A Florida appellate court has held that Florida’s private-sector Whistleblower’s Act (Florida Statute Section 448.102) (“FWA”), which prohibits private-sector employers from retaliating against employees who report employers’ legal violations to the authorities or who refuse to participate in violations of the law, protects only those employees who can show an actual violation of a law, rule, or regulation.
Kearns v. Farmer Acquisition Co., d/b/a Charlotte Honda, No. 2D12-6388 (Fla. 2d DCA Feb. 11, 2015). This standard makes it easier for an employer to defend against an employee’s claim. However, the court’s interpretation conflicts with the views of a sister District Court of Appeals, making it likely the State Supreme Court or Legislature will be called upon to resolve the split. (The Second District Court of Appeals covers central Florida’s west coast from Pasco County in the north to Collier County in the south.)
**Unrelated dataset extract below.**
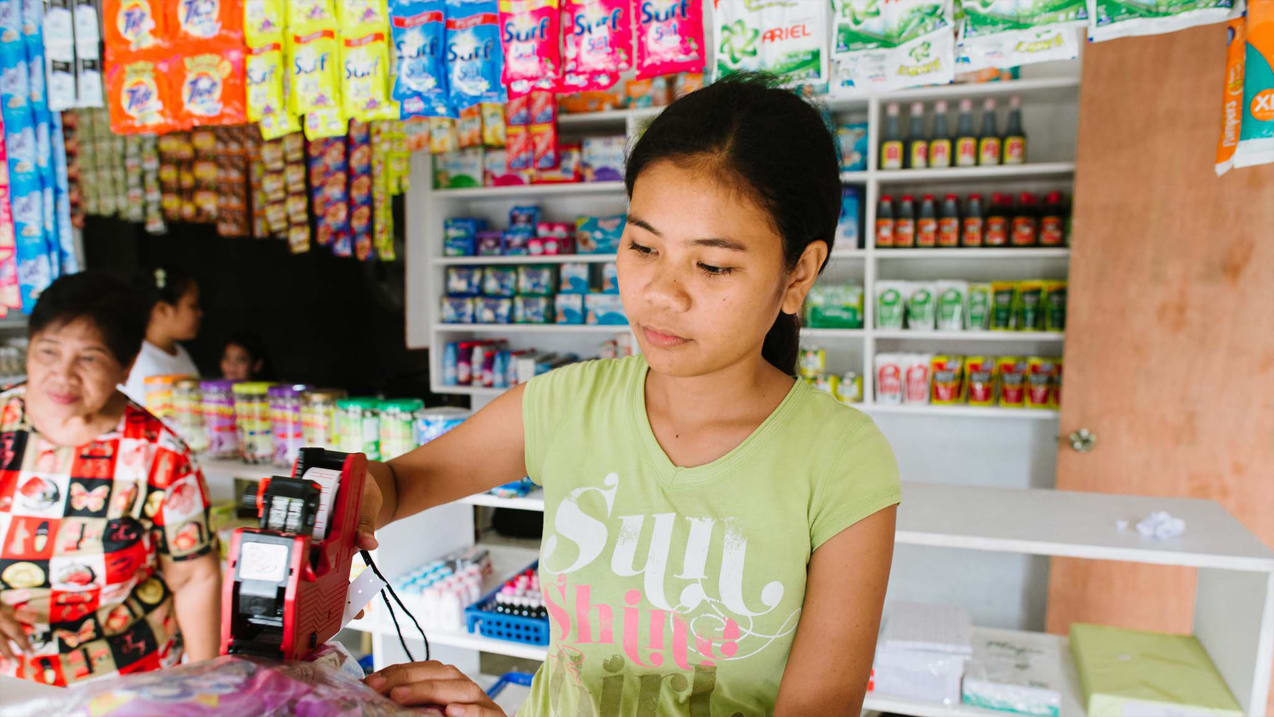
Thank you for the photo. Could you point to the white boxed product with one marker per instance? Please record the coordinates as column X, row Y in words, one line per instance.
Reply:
column 1014, row 673
column 921, row 652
In 2013, Florida’s 4th District Court of Appeals (covering the east coast from Indian River County in the north to Broward County in the south) held that an employee becomes eligible for protection under the FWA merely by showing he had a good-faith belief that the employer was violating a law, rule, or regulation. Aery v. Wallace Lincoln-Mercury, LLC, 118 So. 3d 904, 916 (Fla. 4th DCA 2013). Since then, federal courts have adopted this holding.
Under the Fourth District standard, if an employee refuses to engage in an activity at work because he or she mistakenly believed the activity is illegal, the employee likely will enjoy whistleblower protections from any discipline that would arise out of not performing his or her job. This frustrates Florida status as an at-will employment state.